* 注意書き
この作品はとらハ3の数ヵ月後という設定ですが、本編と違うところが多々あります。
それをご理解のうえで呼んでいただけると嬉しいです。
「はぁあああああああ!!!」
「おぉおおおおおおお!!!」
草木も眠る丑三刻、二人の男が殺し合いを演じていた。
風を斬るような斬戟が絶え間なく両者の間で巻き起こる。
風が斬れる度に両方の男達の体から、紅い飛沫が飛ぶ。
「さすがだな。七年前も化け物じみてると思っていたが、今はさらに化け物になっちまいやがった。」
「お前も、あの頃に比べて随分と腕を上げたようだ。」
両者はただ、確認事項のようにお互いを認め合っていた。気があった友人のように、長い間連れ添ってきた親友のように、
過去との決別
授業も終わり、一人高町家へと帰宅した恭也。
この時間はこの家には誰もいないのでお帰りという温かい言葉はない。だが、それもいつもの事と割り切り、恭也は玄関を開けた。

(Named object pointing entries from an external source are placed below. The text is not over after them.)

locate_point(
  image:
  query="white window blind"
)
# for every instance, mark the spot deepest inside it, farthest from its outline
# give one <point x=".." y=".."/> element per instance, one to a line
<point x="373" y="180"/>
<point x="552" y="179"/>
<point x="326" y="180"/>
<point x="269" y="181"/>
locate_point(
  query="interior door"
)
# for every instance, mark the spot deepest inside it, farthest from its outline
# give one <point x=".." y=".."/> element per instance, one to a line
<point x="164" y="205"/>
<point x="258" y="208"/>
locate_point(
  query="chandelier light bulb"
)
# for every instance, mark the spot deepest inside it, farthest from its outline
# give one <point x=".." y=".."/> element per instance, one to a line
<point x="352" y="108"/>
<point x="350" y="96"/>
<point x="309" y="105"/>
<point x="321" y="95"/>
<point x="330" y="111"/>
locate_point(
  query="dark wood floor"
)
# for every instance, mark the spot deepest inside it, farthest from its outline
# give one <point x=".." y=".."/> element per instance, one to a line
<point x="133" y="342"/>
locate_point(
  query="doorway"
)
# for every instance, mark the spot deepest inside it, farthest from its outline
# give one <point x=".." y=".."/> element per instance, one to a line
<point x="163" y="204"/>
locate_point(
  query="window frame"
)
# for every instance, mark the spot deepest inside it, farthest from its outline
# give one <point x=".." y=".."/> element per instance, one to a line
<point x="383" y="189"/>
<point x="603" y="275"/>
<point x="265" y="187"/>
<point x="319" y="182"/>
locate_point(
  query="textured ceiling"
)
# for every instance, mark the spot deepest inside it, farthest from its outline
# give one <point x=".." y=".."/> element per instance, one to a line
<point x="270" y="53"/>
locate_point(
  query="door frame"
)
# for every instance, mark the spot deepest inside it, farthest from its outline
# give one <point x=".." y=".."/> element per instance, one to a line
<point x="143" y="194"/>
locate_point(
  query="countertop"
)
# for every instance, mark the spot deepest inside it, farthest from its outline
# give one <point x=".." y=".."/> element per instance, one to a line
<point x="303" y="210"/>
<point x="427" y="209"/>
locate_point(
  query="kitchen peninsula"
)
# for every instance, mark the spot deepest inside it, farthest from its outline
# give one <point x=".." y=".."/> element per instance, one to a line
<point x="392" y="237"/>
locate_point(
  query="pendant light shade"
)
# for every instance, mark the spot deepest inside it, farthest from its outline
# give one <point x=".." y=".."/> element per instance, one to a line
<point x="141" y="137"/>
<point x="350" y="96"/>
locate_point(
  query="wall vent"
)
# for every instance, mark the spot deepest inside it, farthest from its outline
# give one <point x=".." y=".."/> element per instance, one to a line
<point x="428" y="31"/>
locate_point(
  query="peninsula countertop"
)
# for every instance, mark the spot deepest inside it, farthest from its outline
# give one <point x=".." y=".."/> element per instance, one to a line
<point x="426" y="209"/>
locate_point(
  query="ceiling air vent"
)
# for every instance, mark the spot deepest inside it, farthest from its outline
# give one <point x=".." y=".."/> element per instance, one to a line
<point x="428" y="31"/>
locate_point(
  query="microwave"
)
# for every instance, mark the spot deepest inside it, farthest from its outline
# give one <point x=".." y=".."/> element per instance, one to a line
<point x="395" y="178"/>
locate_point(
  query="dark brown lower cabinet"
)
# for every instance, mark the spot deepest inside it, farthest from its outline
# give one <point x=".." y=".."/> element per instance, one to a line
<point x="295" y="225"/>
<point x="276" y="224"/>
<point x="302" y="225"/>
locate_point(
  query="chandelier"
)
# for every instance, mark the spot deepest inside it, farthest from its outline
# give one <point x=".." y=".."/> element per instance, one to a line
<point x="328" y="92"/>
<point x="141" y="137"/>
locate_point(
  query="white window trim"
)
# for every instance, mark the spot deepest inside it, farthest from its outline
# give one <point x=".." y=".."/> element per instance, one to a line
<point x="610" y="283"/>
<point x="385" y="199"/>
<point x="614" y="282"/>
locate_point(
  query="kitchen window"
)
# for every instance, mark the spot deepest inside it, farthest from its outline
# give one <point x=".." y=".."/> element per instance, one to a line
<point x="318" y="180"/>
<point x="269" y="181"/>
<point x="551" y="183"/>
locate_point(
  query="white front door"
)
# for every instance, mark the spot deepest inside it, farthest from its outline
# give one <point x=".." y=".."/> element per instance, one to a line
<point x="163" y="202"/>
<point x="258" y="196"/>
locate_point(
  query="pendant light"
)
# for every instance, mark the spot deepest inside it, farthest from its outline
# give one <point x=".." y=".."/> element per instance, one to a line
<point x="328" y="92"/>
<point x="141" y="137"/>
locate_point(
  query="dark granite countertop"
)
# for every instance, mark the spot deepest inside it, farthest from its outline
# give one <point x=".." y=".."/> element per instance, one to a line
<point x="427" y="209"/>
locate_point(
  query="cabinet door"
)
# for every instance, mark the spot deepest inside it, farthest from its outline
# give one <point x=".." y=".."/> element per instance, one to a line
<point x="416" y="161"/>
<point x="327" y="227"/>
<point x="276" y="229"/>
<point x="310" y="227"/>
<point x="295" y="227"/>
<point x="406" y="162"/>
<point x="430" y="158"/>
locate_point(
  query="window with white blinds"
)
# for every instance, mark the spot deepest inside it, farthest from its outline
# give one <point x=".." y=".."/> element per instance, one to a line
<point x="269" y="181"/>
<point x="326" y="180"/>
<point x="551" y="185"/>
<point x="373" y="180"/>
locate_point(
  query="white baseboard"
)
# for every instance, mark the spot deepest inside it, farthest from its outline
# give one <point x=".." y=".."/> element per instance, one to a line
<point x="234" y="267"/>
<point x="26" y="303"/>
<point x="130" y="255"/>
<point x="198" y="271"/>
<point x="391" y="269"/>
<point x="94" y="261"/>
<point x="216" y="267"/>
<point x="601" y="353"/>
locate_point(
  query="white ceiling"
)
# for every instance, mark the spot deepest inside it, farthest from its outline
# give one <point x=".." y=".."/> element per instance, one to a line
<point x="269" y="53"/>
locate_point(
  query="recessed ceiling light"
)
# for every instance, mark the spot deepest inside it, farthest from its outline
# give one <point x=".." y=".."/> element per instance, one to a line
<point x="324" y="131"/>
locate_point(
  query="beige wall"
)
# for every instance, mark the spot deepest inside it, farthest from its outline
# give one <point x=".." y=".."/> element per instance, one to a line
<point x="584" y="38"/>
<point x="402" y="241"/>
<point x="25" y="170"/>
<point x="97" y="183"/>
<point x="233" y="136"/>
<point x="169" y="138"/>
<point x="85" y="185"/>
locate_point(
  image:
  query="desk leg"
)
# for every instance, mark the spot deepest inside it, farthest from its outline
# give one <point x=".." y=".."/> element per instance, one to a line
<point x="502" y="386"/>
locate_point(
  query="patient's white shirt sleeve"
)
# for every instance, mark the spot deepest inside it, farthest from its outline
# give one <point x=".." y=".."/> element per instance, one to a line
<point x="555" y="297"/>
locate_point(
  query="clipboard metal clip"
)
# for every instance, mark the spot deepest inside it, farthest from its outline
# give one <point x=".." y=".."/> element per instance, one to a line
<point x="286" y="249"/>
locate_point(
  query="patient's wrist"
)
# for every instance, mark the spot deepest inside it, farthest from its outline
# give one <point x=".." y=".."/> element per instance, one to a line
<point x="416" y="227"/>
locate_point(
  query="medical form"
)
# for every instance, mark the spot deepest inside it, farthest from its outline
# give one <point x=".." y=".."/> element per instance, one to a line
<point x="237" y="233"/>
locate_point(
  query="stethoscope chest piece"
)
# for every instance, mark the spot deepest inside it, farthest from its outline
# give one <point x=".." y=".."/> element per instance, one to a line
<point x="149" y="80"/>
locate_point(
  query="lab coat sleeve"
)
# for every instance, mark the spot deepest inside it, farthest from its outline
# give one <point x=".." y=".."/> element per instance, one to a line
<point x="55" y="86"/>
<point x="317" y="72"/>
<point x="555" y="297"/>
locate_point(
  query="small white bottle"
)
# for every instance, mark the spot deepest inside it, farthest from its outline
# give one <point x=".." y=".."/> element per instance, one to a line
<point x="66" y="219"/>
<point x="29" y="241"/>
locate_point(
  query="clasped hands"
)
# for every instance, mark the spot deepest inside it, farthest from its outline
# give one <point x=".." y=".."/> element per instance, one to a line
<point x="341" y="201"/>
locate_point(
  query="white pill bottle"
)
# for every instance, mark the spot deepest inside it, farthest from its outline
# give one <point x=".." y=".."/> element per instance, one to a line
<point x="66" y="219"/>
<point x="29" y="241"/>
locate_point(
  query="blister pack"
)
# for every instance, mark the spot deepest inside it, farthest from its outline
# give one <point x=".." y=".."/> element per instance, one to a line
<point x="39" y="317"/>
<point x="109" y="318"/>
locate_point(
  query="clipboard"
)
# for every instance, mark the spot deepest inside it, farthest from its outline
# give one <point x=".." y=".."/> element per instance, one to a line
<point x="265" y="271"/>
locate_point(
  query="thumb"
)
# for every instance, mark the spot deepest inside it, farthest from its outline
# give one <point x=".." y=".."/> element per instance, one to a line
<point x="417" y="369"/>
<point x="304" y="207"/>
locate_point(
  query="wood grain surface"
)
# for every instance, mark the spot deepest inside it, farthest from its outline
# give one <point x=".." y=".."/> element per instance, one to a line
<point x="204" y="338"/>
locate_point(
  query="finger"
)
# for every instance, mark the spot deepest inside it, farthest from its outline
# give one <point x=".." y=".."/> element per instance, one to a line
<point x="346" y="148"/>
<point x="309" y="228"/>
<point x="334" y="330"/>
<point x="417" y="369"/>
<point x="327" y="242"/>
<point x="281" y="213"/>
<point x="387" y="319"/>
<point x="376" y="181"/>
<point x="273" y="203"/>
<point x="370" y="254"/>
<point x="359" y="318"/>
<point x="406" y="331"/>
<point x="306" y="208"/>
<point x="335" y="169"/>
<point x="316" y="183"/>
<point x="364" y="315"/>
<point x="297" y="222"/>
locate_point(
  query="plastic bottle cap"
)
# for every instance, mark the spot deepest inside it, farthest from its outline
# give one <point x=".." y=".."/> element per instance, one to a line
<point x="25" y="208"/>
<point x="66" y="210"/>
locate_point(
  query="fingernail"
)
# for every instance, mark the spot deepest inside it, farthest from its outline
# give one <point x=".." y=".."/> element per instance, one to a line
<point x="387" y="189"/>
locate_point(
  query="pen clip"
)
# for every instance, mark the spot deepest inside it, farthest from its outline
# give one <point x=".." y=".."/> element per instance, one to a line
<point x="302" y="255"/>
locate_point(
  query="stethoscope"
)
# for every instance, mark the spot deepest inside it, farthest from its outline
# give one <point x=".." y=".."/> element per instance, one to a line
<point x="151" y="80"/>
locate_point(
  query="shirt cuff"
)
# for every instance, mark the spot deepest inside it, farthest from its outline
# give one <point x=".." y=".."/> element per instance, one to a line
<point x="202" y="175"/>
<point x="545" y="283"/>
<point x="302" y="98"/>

この時間に高町家に住人はいない。よって、恭也が高町家へと帰ってきてする事はまず、郵便受けを見ることだった。
郵便受けを見るとそこに封筒が一通だけ入っていた。
しかし、その封筒には恭也へとしか書かれていなかった。
普通なら高町家の住所なり、差出人が書かれているものだがその封筒には一切書かれていなかった。
自分の名以外に何も書かれていないことを理解した恭也の顔は能面のように何の感情も示していなかった。強いて言うのならば来るときが来たといった物のみだ。
そんな恭也を家族、友人、知人が見たならば恭也と認識が出来ないぐらいに常とはまったく違う表情だった。
恭也は念のために封筒をその場で開けずに自室へと戻り、封を切り、中を読み上げていく。
「やはりか・・・」
封筒の中身を読みきっても恭也の表情は能面から変わることなく呟き、庭に下りた。
そこでマッチをすり手紙を燃やす。煙が小さく上がり、封筒を唯の消し炭に変えていく。
「午前零時に九台桜隅にて待つか・・・」
完全な消し炭となり風に乗って飛んでいく封筒の残骸を見ながら恭也は誰に言うのでもなくつぶやいた。
ただ、その顔は先ほどまでの能面のようなものではなく、何処か嬉しさと悲しさを交えたような表情をしていた。
「変わらんな、あいつも」
ふっと、優しそうに微笑み、その後すぐに能面に戻ってこれから必ず起こる戦闘の準備をし始めた。
午前一時 九台桜隅にて、恭也と中国系と思われる人物が対峙していた。
「久しぶりだな、恭也」
「あぁ、そうだな。お前と組むことも無くなってすでに七年が過ぎたか」
「七年か・・・・、時間ってのは過ぎるのが早いな」
「そうだろうな、その間俺たちは一切連絡を取り合っていなかったのだから特にな」
恭也と男は再会を分かち合うように少しだけ楽しそうに話し合う。
「連絡なんて取れるはずもないだろ? 俺たちの関係は普通の奴らみたいに綺麗な関係じゃないからな」
男は当たり前のように自分達の関係が汚れているものだといった。だからこそ連絡取り合えるはずも無いと。
そして、それに恭也も頷いた。
「あぁ、色々なことをやった。他組織の麻薬ルートの壊滅、組織を裏切った者への制裁、敵対組織との戦争とかばかりだったな」
恭也は平然と懐かしむかのように二人で行ってきたことを語る。
今この会話を恭也の知り合いが聞いたのならば耳を疑っただろう。それほどに普段の恭也からは考えられないことが恭也の口からつむがれた。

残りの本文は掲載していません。